Firefox Flatpak tanks in the MotionMark 1.1 benchmark. It’s a full 65,2 % slower than Firefox running on the host system. Firefox Snap is only 10,4 % slower. Both variants see the biggest difference in the Canvas painting tests. Firefox Flatpak nearly half the speed (-98,63 %) of Firefox running on the host system.
Perceived performance undoubtedly feels better in Firefox Flatpak despite Firefox Snap crushing it in both graphical and computational synthetic benchmarks.
You may want to stick with an unconstrained installation of Firefox if you’re using older hardware that would be severely affected by the decreased performance. The relaxed sandboxing of Firefox Snap would still protect some of your files. Firefox Flatpak set to block home directory access will likely yield the highest level of protection, however.
Firefox Snap is the clear winner when it comes to capabilities with support for video-conferencing, USB security token, and video playback. These are arguably attack-surfaces you may be better without. You can use a separate browser for these tasks only. It comes down to whether you need these features regularly or not.
The performance story is quite interesting. The Flatpak sandbox hurts Firefox’s web performance badly. But it’s the Snap version that feels slow to use. The perceived performance may vary greatly depending on your hardware and which type of delays annoys you.

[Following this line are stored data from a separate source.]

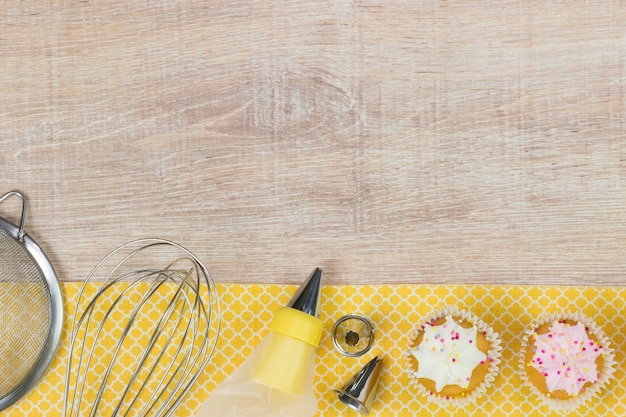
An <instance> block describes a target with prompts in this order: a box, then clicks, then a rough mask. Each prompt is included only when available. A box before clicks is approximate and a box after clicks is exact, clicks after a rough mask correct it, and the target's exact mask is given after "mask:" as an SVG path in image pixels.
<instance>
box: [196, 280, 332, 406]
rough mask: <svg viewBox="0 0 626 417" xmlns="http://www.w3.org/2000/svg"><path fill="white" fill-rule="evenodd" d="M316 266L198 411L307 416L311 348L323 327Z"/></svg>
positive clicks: (312, 373) (313, 368) (278, 310)
mask: <svg viewBox="0 0 626 417" xmlns="http://www.w3.org/2000/svg"><path fill="white" fill-rule="evenodd" d="M321 285H322V270H321V269H319V268H316V269H315V270H314V271H313V273H312V274H311V275H310V276H309V278H308V279H307V280H306V281H305V282H304V284H302V285H301V286H300V288H299V289H298V291H297V292H296V294H295V295H294V296H293V298H292V299H291V301H290V302H289V304H288V305H287V306H286V307H282V308H280V309H279V310H278V311H277V312H276V313H275V314H274V317H273V318H272V321H271V322H270V325H269V329H270V331H269V334H268V335H267V336H266V337H265V339H263V341H261V344H260V345H259V346H257V348H256V349H255V350H254V351H253V352H252V354H251V355H250V356H249V357H248V358H247V359H246V360H245V361H244V363H243V364H242V365H241V366H240V367H239V368H238V369H236V370H235V372H234V373H233V374H232V375H230V376H229V377H228V378H226V380H224V381H222V383H221V384H220V385H218V386H217V388H216V389H215V390H214V391H213V392H212V393H211V394H210V396H209V399H208V400H207V401H206V402H205V403H204V405H203V406H202V408H201V409H200V411H199V413H198V414H197V417H214V416H219V417H284V416H298V417H312V416H313V415H314V414H315V413H316V412H317V399H316V398H315V394H314V393H313V371H314V362H315V351H316V349H317V347H318V345H319V343H320V339H321V337H322V333H323V330H324V328H323V324H322V321H321V320H320V319H319V318H318V317H317V316H318V315H319V311H320V304H319V301H320V297H319V296H320V289H321Z"/></svg>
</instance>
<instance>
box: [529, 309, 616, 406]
mask: <svg viewBox="0 0 626 417" xmlns="http://www.w3.org/2000/svg"><path fill="white" fill-rule="evenodd" d="M522 345H523V347H522V352H521V357H520V365H521V368H522V373H523V376H524V380H525V382H526V385H527V386H528V387H530V389H531V390H532V391H533V392H535V394H536V395H537V396H539V398H541V400H542V401H543V402H544V403H546V404H547V405H549V406H550V407H551V408H553V409H558V410H567V409H574V408H576V407H577V406H579V405H580V404H582V403H584V402H585V401H588V400H590V399H592V398H593V397H594V396H596V395H597V394H598V393H599V392H600V390H602V389H603V388H604V387H605V386H607V384H608V383H609V381H610V379H611V377H612V375H613V372H614V370H615V369H614V368H615V363H614V354H613V350H612V349H611V347H610V343H609V341H608V339H607V338H606V336H605V335H604V333H603V332H602V330H601V329H600V328H599V327H598V326H596V324H595V323H594V322H593V321H592V320H590V319H589V318H587V317H584V316H582V315H580V314H564V315H563V314H562V315H554V314H552V315H544V316H542V317H540V318H539V319H537V320H535V321H534V322H533V323H532V324H531V326H530V328H529V329H528V331H527V332H526V334H525V335H524V339H523V343H522Z"/></svg>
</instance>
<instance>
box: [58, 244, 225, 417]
mask: <svg viewBox="0 0 626 417" xmlns="http://www.w3.org/2000/svg"><path fill="white" fill-rule="evenodd" d="M164 260H166V261H164ZM155 264H157V267H156V268H155V267H153V266H154V265H155ZM160 264H163V265H162V266H160ZM74 311H75V313H74V315H73V318H72V325H71V330H70V340H69V347H68V351H67V371H66V386H65V390H64V393H63V416H64V417H87V416H89V417H93V416H159V417H167V416H170V415H171V414H172V413H173V412H174V411H175V410H176V408H177V407H178V406H179V404H180V403H181V402H182V401H183V399H184V398H185V395H186V394H187V393H188V392H189V390H190V389H191V387H192V386H193V384H194V383H195V382H196V380H197V379H198V378H199V376H200V374H201V373H202V372H203V371H204V370H205V368H206V367H207V365H208V364H209V361H210V359H211V356H212V355H213V352H214V350H215V346H216V343H217V337H218V334H219V326H220V312H219V302H218V296H217V292H216V289H215V283H214V282H213V280H212V278H211V276H210V275H209V272H208V271H207V269H206V268H205V267H204V265H202V263H201V262H200V261H199V260H198V258H196V257H195V256H194V255H193V254H192V253H191V252H189V251H188V250H187V249H185V248H183V247H182V246H180V245H178V244H176V243H174V242H170V241H167V240H162V239H142V240H138V241H133V242H130V243H127V244H125V245H123V246H121V247H119V248H117V249H116V250H114V251H113V252H111V253H110V254H109V255H107V256H106V257H105V258H104V259H103V260H102V261H100V263H98V265H97V266H96V267H95V268H94V269H93V271H92V272H91V273H90V274H89V276H88V277H87V279H86V280H85V282H84V284H83V285H82V286H81V288H80V290H79V292H78V294H77V297H76V305H75V306H74Z"/></svg>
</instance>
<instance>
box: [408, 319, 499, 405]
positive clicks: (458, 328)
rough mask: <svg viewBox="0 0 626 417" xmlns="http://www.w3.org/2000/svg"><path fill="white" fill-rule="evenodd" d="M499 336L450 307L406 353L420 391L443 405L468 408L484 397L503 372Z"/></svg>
mask: <svg viewBox="0 0 626 417" xmlns="http://www.w3.org/2000/svg"><path fill="white" fill-rule="evenodd" d="M501 351H502V347H501V343H500V340H499V339H498V334H497V333H495V332H494V331H493V330H492V329H491V327H489V326H488V325H487V324H486V323H485V322H483V321H482V320H480V319H478V318H477V317H475V316H473V315H471V314H469V313H467V312H465V311H459V310H458V309H457V308H454V307H447V308H444V309H441V310H440V311H438V312H436V313H434V314H431V315H430V316H429V317H427V318H426V319H425V320H424V321H423V322H422V323H421V324H420V325H418V327H417V328H416V330H415V331H414V333H413V335H412V338H411V341H410V343H409V349H408V350H407V352H406V357H407V360H408V372H409V376H410V377H411V379H412V381H413V384H414V386H415V387H416V388H417V390H418V392H420V393H421V394H422V395H424V396H427V397H429V398H431V399H433V400H435V401H437V402H439V403H441V404H456V405H465V404H468V403H470V402H473V401H475V400H476V399H477V398H479V397H480V396H482V395H483V394H484V393H485V392H486V390H487V388H489V387H490V386H491V384H492V383H493V380H494V378H495V376H496V375H497V373H498V365H499V363H500V354H501Z"/></svg>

Update (): Alexander Larsson from Red Hat pointed out that Firefox Flatpak isn’t built with PGO. This could account for the performance difference. It’s also something concrete that Fedora can improve on to help bring performance on par with Firefox running directly on the host.
I think I’ll migrate to Firefox Flatpak at the start of the new year.
I may find the time to test Qubes OS first, though. It’s a Linux distribution where many tasks of the operating system is independently isolated from everything else. Although, I’m not sure whether I’d sleep better or lose sleep over jumping feet-first into something as complex as Qubes OS.